The principal motivation for HTTPS is authentication of the accessed website and protection of the privacy and integrity of the exchanged data while it is in transit. It protects against man-in-the-middle attacks, eavesdropping and tampering.

SSL Encryption

It is of two types:

Asymmetric

In asymmetric encryption, the encryption happens with browser's public key but decryption happens with the server's private key. This way only the intended receiver can decrypt the message.

Symmetric

Symmetric encryption uses a single key to both encrypt and decrypt data. Both sender and receiver need the same key to communicate.

Both encryption methods has its own advantages and disadvantages. Symmetric keys are smaller than Asymmetric keys so they take less computational power but it is unreliable for secure data transfer. Asymmetric doesn't have this problem, as long as the private key is kept a secret. So where data security is extreme concern Asymmetric is used and where just encryption is needed symmetric is used.

API

An API (Application Programming Interface) is a set of rules and protocols that allows different systems to communicate with each other. APIs are used to expose certain functionality of a system to external developers. For example, a social media platform may have an API that allows developers to access certain user data, such as their friend list or posts, so that they can create third-party applications that interact with the platform.

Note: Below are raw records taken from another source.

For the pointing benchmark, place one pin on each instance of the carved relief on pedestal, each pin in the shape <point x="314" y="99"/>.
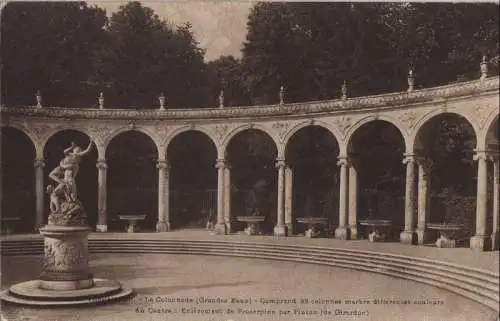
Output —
<point x="481" y="114"/>
<point x="343" y="124"/>
<point x="39" y="131"/>
<point x="221" y="131"/>
<point x="63" y="254"/>
<point x="282" y="128"/>
<point x="162" y="131"/>
<point x="409" y="118"/>
<point x="100" y="132"/>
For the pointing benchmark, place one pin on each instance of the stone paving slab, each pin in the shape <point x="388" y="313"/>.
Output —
<point x="203" y="288"/>
<point x="489" y="261"/>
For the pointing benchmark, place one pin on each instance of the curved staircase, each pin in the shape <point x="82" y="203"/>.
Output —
<point x="479" y="285"/>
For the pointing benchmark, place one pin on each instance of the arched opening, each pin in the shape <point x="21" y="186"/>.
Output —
<point x="448" y="141"/>
<point x="18" y="180"/>
<point x="312" y="155"/>
<point x="252" y="157"/>
<point x="493" y="146"/>
<point x="193" y="180"/>
<point x="86" y="179"/>
<point x="132" y="180"/>
<point x="376" y="151"/>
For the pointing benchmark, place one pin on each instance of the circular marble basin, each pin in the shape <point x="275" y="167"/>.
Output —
<point x="447" y="233"/>
<point x="253" y="223"/>
<point x="378" y="229"/>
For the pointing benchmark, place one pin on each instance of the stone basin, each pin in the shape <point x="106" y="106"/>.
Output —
<point x="378" y="228"/>
<point x="447" y="233"/>
<point x="312" y="222"/>
<point x="132" y="221"/>
<point x="253" y="223"/>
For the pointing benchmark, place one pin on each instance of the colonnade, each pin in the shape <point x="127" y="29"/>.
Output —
<point x="417" y="198"/>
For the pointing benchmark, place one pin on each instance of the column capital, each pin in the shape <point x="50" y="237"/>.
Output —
<point x="409" y="158"/>
<point x="424" y="161"/>
<point x="493" y="156"/>
<point x="101" y="164"/>
<point x="280" y="162"/>
<point x="481" y="155"/>
<point x="39" y="163"/>
<point x="343" y="161"/>
<point x="221" y="163"/>
<point x="162" y="164"/>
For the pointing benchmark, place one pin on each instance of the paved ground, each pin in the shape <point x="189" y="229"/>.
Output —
<point x="463" y="256"/>
<point x="218" y="280"/>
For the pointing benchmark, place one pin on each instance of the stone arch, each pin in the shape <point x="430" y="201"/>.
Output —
<point x="422" y="121"/>
<point x="38" y="148"/>
<point x="178" y="131"/>
<point x="484" y="140"/>
<point x="292" y="131"/>
<point x="124" y="129"/>
<point x="64" y="128"/>
<point x="225" y="142"/>
<point x="18" y="153"/>
<point x="363" y="121"/>
<point x="360" y="123"/>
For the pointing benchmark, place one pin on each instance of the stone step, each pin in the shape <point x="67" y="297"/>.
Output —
<point x="479" y="285"/>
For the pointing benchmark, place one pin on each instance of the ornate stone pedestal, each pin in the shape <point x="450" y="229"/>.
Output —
<point x="65" y="279"/>
<point x="253" y="224"/>
<point x="65" y="262"/>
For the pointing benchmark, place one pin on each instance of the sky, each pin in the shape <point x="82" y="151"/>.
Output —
<point x="219" y="26"/>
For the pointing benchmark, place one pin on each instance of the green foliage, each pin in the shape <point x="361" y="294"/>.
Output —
<point x="313" y="48"/>
<point x="146" y="56"/>
<point x="48" y="46"/>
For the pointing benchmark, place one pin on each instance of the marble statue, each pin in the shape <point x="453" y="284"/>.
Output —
<point x="65" y="208"/>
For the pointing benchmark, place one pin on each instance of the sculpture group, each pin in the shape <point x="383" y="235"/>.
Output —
<point x="65" y="208"/>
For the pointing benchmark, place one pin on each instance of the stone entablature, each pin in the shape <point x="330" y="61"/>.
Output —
<point x="384" y="101"/>
<point x="477" y="101"/>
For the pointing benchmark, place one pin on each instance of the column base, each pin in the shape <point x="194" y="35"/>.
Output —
<point x="495" y="241"/>
<point x="480" y="243"/>
<point x="423" y="236"/>
<point x="220" y="229"/>
<point x="445" y="242"/>
<point x="341" y="233"/>
<point x="101" y="228"/>
<point x="353" y="233"/>
<point x="162" y="226"/>
<point x="408" y="237"/>
<point x="280" y="230"/>
<point x="375" y="236"/>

There are different types of APIs but Web APIs is what I will explore in this article. Web APIs are service accessed from client devices (Mobile phones, Laptop, etc.) to a web server using HTTPS. Client devices send a HTTP request and response is received in message in JSON (JavaScript Object Notation) or XML (Extensible Markup Language).

Let's get a hands-on with API, go to Joke API and use it.

Select your choices and you will get a URL like this:

https://v2.jokeapi.dev/joke/Programming?blacklistFlags=nsfw&amount=1

This URL have different parts-

  1. https - the protocol through which the client will communicate with the server.

  2. v2.jokeapi.dev - the domain of the server (its location in the internet in human readable form).

  3. joke/Programming - the specific route which will interact with client's request and give response to, the particular web app provides categories that will go to different route like joke/Dark, joke/Pun, etc.

  4. ?blacklistFlags=nsfw&amount=1 - these are called parameters, its like filter for the result you want. There can be multiple params provided by web app and you can combine those with '&' symbol.

The result which the above URL gives is-

{
    "error": false,
    "category": "Programming",
    "type": "single",
    "joke": "Two SQL tables sit at the bar. A query approaches and asks \"Can I join you?\"",
    "flags": {
        "nsfw": false,
        "religious": false,
        "political": false,
        "racist": false,
        "sexist": false,
        "explicit": false
    },
    "id": 221,
    "safe": true,
    "lang": "en"
}

This is complete response we get from the server, you can use JSON function like parse(), stringify(), etc. to make use of it. You can play around with JSON in many ways, refer to https://dmitripavlutin.com/fetch-with-json/ .

API Security

Security is very critical when developing a public facing API. Common threats like SQL injection, DoS (Denial-of-Service) attack, broken authentication, and exposing sensitive data always threaten web services. Some common security practices are to use HTTPS for connection, content security to mitigate data injection attacks, and requiring an API key to use the access the service for proper authentication and authorization.

In summary, HTTP and HTTPS are protocols that allow communication between different systems on the web, while APIs provide a way for different systems to interact with each other. Together, these technologies form the backbone of the modern web and are essential for the functioning of the Internet.

That's all for today, I hope this blog provided you with some basic understanding of HTTP, HTTPS and API and their role in web development.